On 24 November 2021, South Africa reported the identification of a new SARS-CoV-2 variant, B.1.1.529, which was later named Omicron, to the World Health Organization (WHO) [46]. In just one month, the Omicron variant caused another surge of infections worldwide. Omicron variant has become the main coronavirus strain in many countries, including the United Kingdom and the United States, at the end of 2022. Consecutive evidence shows that Omicron mutant has higher transmissibility than Delta mutants [47,48], and data from South Africa show that Omicron variant increased the risk of reinfection [49]. Vaccination is expected to protect against severe illness, hospitalizations, and deaths due to infection with the Omicron variant [47]. However, breakthrough infections in people who are fully vaccinated are likely to occur. Therefore, booster vaccination has been widely discussed recently. According to the Pfizer and BioNTech companies’ preliminary data reported in December 2021, a third dose induced higher neutralizing antibodies to Omicron, which may help to provide better protection [50]. The ACOG also recommended that all eligible pregnant and recently pregnant individuals receive a COVID-19 booster shot [51]. We will continue to follow the immune response of pregnant women after booster dose administration.

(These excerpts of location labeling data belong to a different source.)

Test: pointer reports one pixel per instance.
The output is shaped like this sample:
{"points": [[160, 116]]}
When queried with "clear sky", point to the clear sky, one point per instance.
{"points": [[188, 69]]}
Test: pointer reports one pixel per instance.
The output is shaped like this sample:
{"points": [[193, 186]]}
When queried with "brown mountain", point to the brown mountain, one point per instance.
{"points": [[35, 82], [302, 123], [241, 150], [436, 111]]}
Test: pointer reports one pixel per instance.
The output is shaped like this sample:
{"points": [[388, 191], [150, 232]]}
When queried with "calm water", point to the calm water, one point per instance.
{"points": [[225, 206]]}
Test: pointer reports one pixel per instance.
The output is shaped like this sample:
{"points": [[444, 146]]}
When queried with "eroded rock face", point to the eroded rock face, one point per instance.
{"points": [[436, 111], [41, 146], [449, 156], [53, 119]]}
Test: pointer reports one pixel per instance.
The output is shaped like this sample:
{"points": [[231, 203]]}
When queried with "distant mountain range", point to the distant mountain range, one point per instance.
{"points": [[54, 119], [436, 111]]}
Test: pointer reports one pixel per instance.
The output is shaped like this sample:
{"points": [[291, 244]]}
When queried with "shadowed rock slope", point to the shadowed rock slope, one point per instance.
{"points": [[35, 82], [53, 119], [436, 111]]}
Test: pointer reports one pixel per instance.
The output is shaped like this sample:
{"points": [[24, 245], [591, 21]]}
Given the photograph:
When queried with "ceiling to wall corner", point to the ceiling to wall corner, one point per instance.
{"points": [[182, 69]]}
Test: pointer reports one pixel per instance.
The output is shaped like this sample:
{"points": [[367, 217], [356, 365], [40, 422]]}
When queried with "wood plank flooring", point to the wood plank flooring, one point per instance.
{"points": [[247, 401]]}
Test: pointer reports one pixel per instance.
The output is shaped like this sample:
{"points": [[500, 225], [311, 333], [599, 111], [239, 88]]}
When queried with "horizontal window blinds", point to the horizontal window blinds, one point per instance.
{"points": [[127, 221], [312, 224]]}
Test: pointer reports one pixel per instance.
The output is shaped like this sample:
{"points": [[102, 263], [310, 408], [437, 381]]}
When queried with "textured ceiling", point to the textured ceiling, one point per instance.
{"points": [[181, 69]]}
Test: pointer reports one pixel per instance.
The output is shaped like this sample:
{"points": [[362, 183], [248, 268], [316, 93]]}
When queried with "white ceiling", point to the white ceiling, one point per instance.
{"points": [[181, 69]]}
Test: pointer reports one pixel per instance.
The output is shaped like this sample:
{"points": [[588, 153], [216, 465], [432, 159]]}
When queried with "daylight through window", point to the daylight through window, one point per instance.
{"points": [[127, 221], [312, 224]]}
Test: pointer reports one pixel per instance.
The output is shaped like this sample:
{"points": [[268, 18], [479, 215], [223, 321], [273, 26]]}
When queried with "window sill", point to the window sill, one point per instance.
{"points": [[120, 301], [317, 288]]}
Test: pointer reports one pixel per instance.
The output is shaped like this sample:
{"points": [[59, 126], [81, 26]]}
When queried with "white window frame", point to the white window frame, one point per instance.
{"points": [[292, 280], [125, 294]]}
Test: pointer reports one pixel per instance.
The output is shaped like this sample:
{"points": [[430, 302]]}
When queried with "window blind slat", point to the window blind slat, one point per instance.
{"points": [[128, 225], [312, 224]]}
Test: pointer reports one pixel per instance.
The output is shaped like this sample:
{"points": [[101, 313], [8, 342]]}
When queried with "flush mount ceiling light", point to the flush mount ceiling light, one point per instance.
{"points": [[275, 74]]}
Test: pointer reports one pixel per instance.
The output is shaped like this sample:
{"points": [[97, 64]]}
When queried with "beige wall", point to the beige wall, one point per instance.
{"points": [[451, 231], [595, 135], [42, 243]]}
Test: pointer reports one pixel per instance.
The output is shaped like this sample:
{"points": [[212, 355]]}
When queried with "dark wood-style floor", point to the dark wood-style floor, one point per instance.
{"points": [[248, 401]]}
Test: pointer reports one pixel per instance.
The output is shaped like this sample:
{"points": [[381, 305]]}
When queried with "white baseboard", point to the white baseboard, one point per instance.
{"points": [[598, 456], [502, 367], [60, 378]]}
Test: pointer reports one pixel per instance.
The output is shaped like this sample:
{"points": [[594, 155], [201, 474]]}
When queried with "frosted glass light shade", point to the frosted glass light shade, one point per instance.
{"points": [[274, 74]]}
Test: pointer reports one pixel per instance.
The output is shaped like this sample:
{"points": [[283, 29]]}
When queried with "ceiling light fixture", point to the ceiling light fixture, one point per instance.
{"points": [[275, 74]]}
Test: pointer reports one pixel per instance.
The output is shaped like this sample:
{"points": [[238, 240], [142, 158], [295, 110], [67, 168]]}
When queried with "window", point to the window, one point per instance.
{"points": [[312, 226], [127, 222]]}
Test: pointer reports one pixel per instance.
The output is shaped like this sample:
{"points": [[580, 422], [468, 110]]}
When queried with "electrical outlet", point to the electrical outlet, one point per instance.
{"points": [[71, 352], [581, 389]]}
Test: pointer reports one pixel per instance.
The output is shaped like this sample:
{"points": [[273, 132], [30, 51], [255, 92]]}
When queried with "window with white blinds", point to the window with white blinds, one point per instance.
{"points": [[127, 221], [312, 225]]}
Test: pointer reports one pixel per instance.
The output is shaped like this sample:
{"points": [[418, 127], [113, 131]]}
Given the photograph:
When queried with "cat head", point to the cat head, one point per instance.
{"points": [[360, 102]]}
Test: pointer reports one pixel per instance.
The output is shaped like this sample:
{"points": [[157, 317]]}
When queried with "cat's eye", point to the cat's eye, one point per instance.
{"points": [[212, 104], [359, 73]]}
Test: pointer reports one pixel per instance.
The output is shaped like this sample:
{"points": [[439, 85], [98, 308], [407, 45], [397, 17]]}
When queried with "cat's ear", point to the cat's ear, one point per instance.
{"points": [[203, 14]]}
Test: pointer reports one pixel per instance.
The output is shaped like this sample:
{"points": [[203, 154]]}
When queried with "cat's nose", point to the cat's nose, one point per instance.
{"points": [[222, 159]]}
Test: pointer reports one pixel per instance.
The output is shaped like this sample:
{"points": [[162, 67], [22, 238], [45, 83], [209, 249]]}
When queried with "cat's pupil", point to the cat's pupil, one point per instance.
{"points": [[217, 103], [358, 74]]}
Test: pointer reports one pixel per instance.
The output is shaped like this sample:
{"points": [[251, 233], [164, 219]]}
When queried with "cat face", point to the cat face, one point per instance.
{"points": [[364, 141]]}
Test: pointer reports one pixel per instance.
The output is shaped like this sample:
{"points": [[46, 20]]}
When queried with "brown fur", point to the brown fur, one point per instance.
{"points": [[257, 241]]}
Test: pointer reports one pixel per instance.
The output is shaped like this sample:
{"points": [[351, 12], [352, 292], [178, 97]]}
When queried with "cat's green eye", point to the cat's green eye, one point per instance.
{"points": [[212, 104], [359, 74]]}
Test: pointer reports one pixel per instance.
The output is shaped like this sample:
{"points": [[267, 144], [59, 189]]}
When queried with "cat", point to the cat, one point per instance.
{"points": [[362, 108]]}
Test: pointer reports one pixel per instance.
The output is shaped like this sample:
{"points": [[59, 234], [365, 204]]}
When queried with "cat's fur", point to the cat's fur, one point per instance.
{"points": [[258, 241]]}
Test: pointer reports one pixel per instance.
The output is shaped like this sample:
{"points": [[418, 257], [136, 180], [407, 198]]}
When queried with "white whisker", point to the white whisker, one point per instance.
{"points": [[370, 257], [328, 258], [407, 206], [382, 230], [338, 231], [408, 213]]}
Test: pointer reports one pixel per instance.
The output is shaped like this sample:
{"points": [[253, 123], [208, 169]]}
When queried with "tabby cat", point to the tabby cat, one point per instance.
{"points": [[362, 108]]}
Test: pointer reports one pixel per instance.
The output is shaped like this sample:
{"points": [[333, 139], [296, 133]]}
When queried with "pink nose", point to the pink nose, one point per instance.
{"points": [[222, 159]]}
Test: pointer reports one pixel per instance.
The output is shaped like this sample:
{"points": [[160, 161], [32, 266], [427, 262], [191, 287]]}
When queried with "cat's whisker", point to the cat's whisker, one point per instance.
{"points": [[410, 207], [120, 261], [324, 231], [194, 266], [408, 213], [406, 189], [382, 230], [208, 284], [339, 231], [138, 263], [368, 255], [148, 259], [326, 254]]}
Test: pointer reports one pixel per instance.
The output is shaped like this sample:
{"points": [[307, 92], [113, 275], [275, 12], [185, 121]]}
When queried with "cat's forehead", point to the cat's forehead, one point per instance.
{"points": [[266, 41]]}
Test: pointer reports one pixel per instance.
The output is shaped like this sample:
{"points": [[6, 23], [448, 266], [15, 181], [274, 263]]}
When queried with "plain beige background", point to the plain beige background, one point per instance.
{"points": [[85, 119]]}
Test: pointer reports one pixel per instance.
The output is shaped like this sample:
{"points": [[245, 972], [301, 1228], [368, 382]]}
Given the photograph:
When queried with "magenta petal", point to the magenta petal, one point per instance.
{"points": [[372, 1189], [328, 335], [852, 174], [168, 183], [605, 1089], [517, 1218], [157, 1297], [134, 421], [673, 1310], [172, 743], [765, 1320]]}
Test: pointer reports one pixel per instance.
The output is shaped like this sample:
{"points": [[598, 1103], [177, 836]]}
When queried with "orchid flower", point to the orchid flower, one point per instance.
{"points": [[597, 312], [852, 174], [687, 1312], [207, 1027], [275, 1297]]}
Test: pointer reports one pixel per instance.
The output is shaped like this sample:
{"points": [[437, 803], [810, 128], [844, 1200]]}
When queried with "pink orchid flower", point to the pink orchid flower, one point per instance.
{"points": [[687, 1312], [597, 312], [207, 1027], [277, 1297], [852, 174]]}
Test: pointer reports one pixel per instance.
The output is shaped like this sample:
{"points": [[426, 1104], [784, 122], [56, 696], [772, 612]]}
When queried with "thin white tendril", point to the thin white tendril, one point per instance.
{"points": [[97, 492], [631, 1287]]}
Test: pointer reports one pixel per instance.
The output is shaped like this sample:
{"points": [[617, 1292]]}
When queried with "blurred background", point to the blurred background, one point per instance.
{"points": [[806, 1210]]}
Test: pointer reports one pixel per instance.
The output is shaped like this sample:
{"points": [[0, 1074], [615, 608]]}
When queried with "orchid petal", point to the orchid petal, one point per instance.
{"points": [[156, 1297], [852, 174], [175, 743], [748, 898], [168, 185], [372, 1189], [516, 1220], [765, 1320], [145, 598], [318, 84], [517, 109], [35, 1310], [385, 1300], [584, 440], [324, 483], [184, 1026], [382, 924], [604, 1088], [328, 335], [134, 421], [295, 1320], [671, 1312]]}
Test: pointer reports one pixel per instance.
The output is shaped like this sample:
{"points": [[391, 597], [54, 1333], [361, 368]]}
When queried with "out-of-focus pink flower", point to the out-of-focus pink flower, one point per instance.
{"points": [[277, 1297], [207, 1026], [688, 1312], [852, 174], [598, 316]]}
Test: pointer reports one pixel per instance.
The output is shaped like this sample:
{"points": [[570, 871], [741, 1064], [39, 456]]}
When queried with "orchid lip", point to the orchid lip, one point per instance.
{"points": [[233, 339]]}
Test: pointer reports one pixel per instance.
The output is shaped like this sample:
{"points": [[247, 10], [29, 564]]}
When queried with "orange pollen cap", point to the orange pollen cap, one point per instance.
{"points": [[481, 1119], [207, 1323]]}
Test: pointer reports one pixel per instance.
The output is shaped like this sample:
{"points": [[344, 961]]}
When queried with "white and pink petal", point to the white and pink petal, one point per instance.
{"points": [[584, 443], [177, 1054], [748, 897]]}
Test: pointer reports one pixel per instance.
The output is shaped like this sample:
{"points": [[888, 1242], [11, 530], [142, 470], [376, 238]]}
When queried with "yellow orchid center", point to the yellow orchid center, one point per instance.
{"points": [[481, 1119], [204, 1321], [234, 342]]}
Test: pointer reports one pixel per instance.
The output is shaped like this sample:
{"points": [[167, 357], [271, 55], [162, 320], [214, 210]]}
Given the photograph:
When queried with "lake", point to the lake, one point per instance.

This study has several limitations. First, the study size is small, and most participants were vaccinated in the third trimester, and thus conclusion about appropriate timing for better vaccine efficacy has not been determined. Second, the comparison of immunogenicity post COVID-19 vaccination between pregnant and nonpregnant women was not evaluated. Third, for participants who received both COVID-19 and pertussis vaccines, we measured the neutralizing antibodies of SARS-CoV-2, not Tdap-related antigen specific antibodies, so it is impossible to know whether the effectiveness of the pertussis vaccination was affected.

5. Conclusions

Immunizing pregnant women is crucial to protect mothers and their offspring from infection. Given the high risk that COVID-19 imposes in pregnancy and reduced neutralizing antibody levels after one dose of mRNA vaccine, pregnant women should receive full vaccination to elicit a high immune response. Lower herd immunity to the Delta variant threatens vaccine strategies; however, the two-dose vaccination still provides a certain degree of protection and decreases severe disease in the real world. Before new vaccines are available, following the existing vaccination guidelines is the best policy. Further studies that examine the interaction between COVID-19 vaccine and other vaccine immunization during pregnancy are necessary.